Civil Construction Contract: Everything You Need to Know
A civil construction contract (could be an oral or written agreement) is a legally-binding document between the builder and the owner. 3 min read
A civil construction contract is a legally-binding document that serves as an agreement between both the builder and the owner. Essentially, the contract serves as either an oral or written agreement as to the timeline of the construction, the payment to be made, and other terms and conditions that are agreed upon by all parties involved. By having a contract in place, it provides assurances to all parties that everyone is on the same page regarding expectations, while also offering clarity as to how to best address issues that may arise affecting the terms and conditions of the contract. For example, inclement weather may impact the deadline as to when the builder is able to complete certain milestones.
Types of Construction Contracts
As with most types of business, there are a variety of contracts that may be used in the world of construction. Generally, how the disbursements are made ends up determining the type of contract that is to be used. The different types of construction contracts include:
- Lump sum or fixed price contracts. As the name implies, this type of construction contract provides a fixed price for all of the activities related to the construction that is taking place.

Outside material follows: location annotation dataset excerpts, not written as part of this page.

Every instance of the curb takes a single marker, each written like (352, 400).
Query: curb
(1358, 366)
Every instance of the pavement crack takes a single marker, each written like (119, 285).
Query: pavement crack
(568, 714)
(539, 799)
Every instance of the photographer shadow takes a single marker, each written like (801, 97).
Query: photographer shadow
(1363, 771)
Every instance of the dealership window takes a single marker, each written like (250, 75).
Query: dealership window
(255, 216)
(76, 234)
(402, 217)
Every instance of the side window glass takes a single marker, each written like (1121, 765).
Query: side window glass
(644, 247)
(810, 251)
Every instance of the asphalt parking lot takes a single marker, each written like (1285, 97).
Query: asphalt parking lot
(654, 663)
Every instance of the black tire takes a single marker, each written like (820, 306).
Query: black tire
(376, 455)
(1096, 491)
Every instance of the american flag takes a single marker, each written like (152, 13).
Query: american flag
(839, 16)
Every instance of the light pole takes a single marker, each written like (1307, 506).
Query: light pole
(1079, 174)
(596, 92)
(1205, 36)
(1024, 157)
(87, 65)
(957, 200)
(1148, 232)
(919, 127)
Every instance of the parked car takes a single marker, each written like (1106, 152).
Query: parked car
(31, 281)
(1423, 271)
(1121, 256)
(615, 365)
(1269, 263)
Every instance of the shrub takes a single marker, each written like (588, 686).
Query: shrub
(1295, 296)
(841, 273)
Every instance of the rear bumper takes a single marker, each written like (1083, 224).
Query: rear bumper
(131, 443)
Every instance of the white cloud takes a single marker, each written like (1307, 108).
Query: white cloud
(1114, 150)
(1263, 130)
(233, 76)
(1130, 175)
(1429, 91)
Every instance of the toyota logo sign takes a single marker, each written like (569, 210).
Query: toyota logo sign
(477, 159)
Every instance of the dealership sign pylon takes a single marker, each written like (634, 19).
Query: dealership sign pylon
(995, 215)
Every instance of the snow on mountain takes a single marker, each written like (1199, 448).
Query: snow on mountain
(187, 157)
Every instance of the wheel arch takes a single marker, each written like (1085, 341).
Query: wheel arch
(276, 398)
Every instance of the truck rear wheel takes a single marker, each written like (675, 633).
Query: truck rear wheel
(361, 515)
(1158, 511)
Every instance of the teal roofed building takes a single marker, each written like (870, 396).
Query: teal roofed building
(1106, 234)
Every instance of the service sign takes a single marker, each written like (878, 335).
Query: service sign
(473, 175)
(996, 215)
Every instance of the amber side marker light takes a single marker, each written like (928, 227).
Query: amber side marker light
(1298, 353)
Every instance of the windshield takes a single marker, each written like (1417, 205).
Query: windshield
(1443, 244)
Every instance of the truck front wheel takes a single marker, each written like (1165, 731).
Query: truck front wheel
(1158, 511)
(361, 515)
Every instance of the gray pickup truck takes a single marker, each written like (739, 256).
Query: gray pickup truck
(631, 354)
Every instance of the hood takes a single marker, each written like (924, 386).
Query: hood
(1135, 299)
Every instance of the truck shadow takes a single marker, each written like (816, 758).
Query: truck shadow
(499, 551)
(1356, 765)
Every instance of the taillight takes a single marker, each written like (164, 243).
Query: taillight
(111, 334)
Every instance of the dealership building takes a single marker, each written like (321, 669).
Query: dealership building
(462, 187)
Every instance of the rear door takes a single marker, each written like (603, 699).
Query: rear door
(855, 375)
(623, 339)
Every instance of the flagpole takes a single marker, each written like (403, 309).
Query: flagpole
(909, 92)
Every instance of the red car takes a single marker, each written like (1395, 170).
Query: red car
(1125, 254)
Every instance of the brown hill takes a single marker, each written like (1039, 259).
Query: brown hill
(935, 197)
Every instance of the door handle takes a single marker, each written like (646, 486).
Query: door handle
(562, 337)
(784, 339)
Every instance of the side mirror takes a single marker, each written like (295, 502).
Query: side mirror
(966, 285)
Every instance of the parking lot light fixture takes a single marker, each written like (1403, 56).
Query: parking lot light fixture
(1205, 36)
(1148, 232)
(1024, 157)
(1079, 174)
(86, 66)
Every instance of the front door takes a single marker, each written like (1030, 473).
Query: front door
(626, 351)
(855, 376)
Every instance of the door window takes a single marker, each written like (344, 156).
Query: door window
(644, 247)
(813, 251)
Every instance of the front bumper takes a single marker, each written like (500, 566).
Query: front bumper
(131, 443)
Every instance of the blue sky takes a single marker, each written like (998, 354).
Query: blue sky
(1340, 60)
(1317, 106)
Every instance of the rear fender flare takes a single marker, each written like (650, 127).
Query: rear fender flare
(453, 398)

- Cost Plus Contracts. With this type of construction contract, it is expected that the builder will be paid for any materials or equipment purchased, rented, leased, or any other costs associated with them fulfilling their end of the contract.
- Time and Material Contracts. If the overall scope of the construction project is not being well-defined, or is otherwise unclear, a time and material contract will often be used.
- Unit pricing contracts. This type of contract is often used by government entities, in addition to builders.
- Measurement contracts. These types of contracts are also referred to as either, “re-measurement contracts”, or, “measure and value contracts”, and are typically used in circumstances under which the final or overall cost of the project cannot be defined in advance, but the scope of the project (such as size, design, etc.) can be.
- Turnkey contract. This type of contract states that the project will be delivered in its final, completed state, rather than in segments or by meeting certain milestones.
- Design and procurement build. Working on an agreed-upon lump sum price, this type of contract assumes that the builder is to be responsible for both the design and the construction of the project.
- Item rate contract. This type of project essentially breaks the pricing down into various parts or milestones.
- Percentage rate contract. With this type of the contract, the client (or, owner) is responsible for providing pricing and a breakdown of quantities, etc., along with the timeline for various milestones.
- Labor contract. Much as the name implies, the type of contract requires the builder to provide a quote or cost estimate to the client that is specific to the labor or, “man power” involved, and does not include the cost of materials or equipment.
- Piece work agreement. This type of construction contract applies to circumstances in which there is not a specific timeframe or size agreed upon, but simply a price to be paid.
- Target contract. A target contract is used when the builder is being paid for the cost of the project, along with a percentage of those costs.
More on Lump Sum Contracts
As lump sum or fixed price contracts are quite common, there is more to know and consider, if entering into this type of construction contract. Generally, this is the preferred type of contract to be used when the scope of the project and various timelines are clearly defined and agreed upon by all parties involved. For example, the contract may provide incentives for certain details such as early completion of the project or for the completion of certain milestones.
Just as a lump sum contract can provide certain incentives, it may also include penalties for times in which certain tasks are not completed by the agreed upon target date. These penalties may include payment being held until such time as the task is completed, or a certain amount or percentage being deducted from the overall payment.
It is worth noting that with a lump sum contract, the builder will need to know upon determining their pricing structure, any additional costs that may be associated with their ability to complete the project, such as rentals, purchasing materials, etc., as those costs will need to be included in the overall bid made to the client in the terms and conditions.